P P McGuinness (BEc '61) 1938 - 2008

Padraic Pearse McGuinness, who has died in Sydney, was a point man among this elite group. Each week, at his peak, he wrote five 1200-word columns that appeared in The Sydney Morning Herald and The Age in Melbourne.

McGuinness ranged freely over a multitude of topics, pontificating on ideology, sociology and anything else that took his fancy.

Like many of his generation, McGuinness had youthful flirtations with leftish ideology, but by middle age he had become something of a scrub bull. He continued to attack the Establishment, but by the 1980s he saw the Establishment as the left.

Born on October 27, 1938, McGuinness's fifth-generation Australian parents still wore the green, naming him in honour of the poet executed after the Easter Rising in Dublin 22 years before. His mother, Elvia, daughter of a Sydney clerk, was lace-curtain Irish; his father, Frank, off a Mallee farm, was more brewery Irish, and also a journalist.

His brothers back at Swan Hill paid for their 11-year-old nephew's education at Riverview College in Sydney. But being four years too old to fit the Jesuit maxim, P. P. McGuinness never really became a priest's boy, and when drought meant the uncles could no longer pay the fees he eschewed Jesuit charity and took himself to Sydney Boys High School. He also quit Catholicism, and became an atheist.

Yet he assiduously watered the dry earth of his Irish and Jesuit past - to the point of naming his daughter Parnell after the Irish Home advocate Charles Stewart Parnell.

A shy but theatrical man with a penchant for black clothes - a habit acquired, he said, long before Phillip Adams cut his image from the same cloth. McGuinness said the garb combined the colour of confessor, anarchist and existentialist, while taking the worry out of what to wear.

Finishing school in 1955, McGuinness hung with the Sydney Push, courtesy of his brother Michael (a former mathematics teacher at Sydney Grammar School) and sister Judith (then a member of the Communist Party of Australia), teetered towards anarchism but joined the ALP, took an economics degree at Sydney university in 1960, tutored, odd-jobbed and sailed for Europe in May 1963.

McGuinness spent much of the "swinging London" period with the KGB-front Moscow Narodny Bank, mainly in foreign exchange, completed a masters degree at the London School of Economics, became the first Australian to work for the Organisation for Economic Co-operation and Development, and taught. In Many 1968 Paddy the Red rode a bike into strike-bound Paris and watched the people under the student leader Daniel Cohn-Bendit stop the city.
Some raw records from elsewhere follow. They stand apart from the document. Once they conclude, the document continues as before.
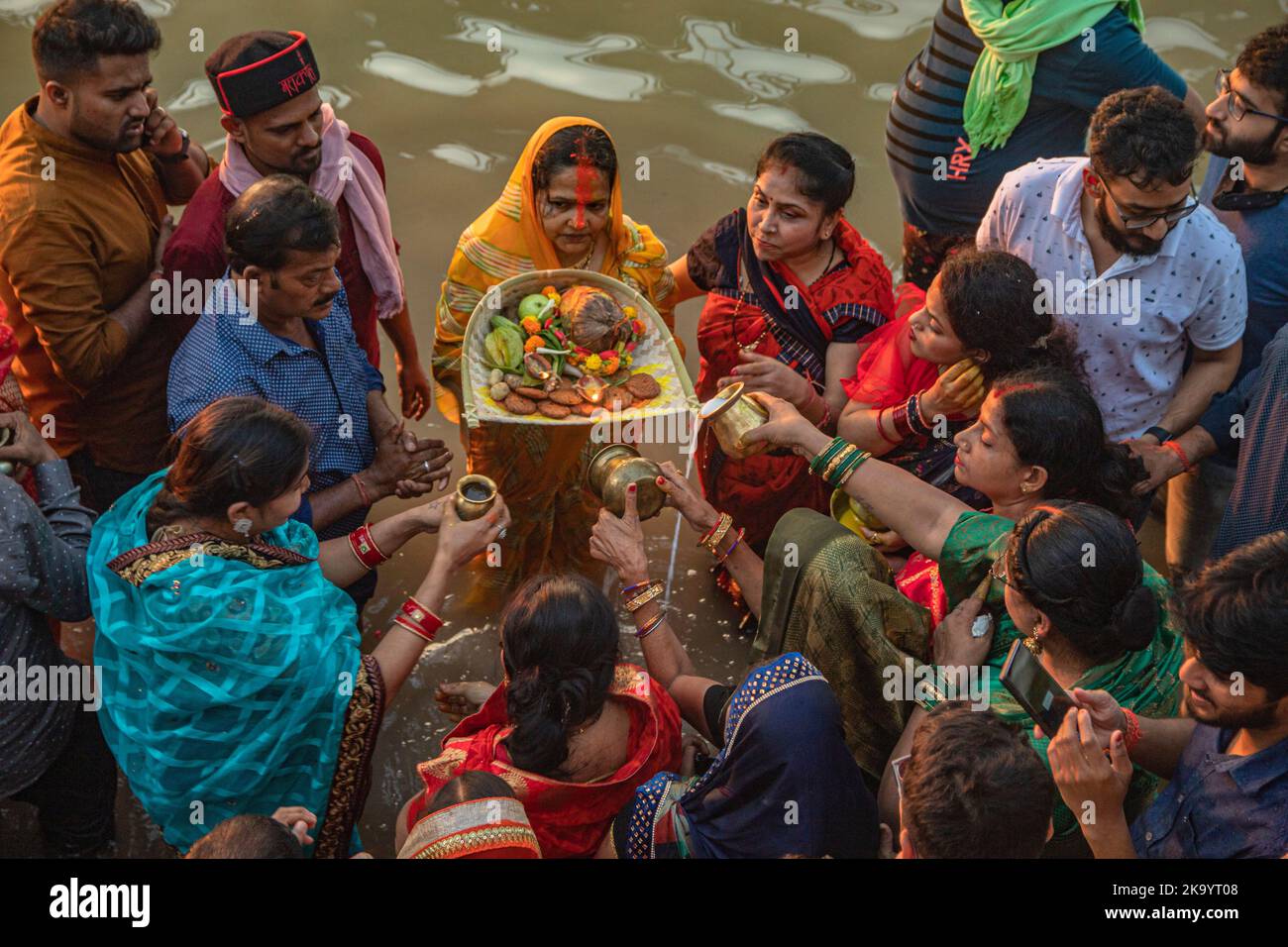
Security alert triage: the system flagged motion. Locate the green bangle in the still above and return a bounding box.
[808,437,849,474]
[828,451,872,489]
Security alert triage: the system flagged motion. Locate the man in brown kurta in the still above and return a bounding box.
[0,0,209,510]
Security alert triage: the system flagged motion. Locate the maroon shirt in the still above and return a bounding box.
[161,132,396,368]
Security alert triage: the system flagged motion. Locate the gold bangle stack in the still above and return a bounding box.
[702,513,733,556]
[626,579,666,614]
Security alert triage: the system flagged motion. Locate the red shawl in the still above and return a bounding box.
[407,664,680,858]
[695,215,894,550]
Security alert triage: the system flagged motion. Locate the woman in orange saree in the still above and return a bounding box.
[433,116,674,596]
[403,576,680,858]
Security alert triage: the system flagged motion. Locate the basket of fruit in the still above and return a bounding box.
[463,269,698,428]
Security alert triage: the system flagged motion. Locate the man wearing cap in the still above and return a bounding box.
[0,0,209,510]
[162,30,430,417]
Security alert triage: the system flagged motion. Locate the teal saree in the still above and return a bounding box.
[89,471,383,857]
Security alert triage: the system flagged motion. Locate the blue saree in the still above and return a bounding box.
[612,652,879,858]
[89,471,383,857]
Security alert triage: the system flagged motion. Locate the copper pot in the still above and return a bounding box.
[587,445,666,519]
[698,381,770,460]
[455,474,496,520]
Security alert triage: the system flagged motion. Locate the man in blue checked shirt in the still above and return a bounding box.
[167,174,452,608]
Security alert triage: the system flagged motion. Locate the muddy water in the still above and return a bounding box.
[0,0,1267,856]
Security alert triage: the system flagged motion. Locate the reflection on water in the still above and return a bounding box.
[448,17,658,102]
[429,142,502,171]
[0,0,174,27]
[711,102,810,132]
[362,51,483,95]
[667,20,854,99]
[0,0,1272,856]
[760,0,940,40]
[1145,17,1233,59]
[662,145,755,188]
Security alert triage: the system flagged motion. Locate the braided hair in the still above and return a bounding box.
[1005,500,1158,665]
He also met his East German wife, Brigitte.

Back home in 1971, McGuinness wrote on economics for The Australian Financial Review and then became an economics adviser to Bill Hayden in the new Whitlam government. Colleagues remembered McGuinness gleefully hammering doctors who resisted Medicare, and his almost pathological detestation of the treasurer, Jim Cairns.

McGuinness left the Whitlam government after only 15 months, blaming a bad relationship with the treasury head, John Stone.

He rejoined the Financial Review as economics editor and resumed his career as a film critic on The National Times. McGuinness became the Review editor in 1980 and editor-in-chief in February 1982, achieving national notoriety two months later by declaring on his front page that Australia had entered a recession and was in imminent danger of a "genuine depression".

The stricken Fraser government attacked McGuinness but he haughtily dismissed criticisms, proclaiming that nobody in Australian journalism had his depth or training. "I was right: I picked it exactly," he said modestly a year later when voters ejected Malcolm Fraser.

A period in France followed, and he returned home to write for The Australian and then the Herald.

He stood for Leichhardt Council as an independent, pushing the quixotic secession of his beloved Balmain. He left Fairfax in 2004.

Ten years as editor of the former CIA-funded publication Quadrant consolidated the monthly after a troubled time. His wife died in 1999, and he is survived by his daughter.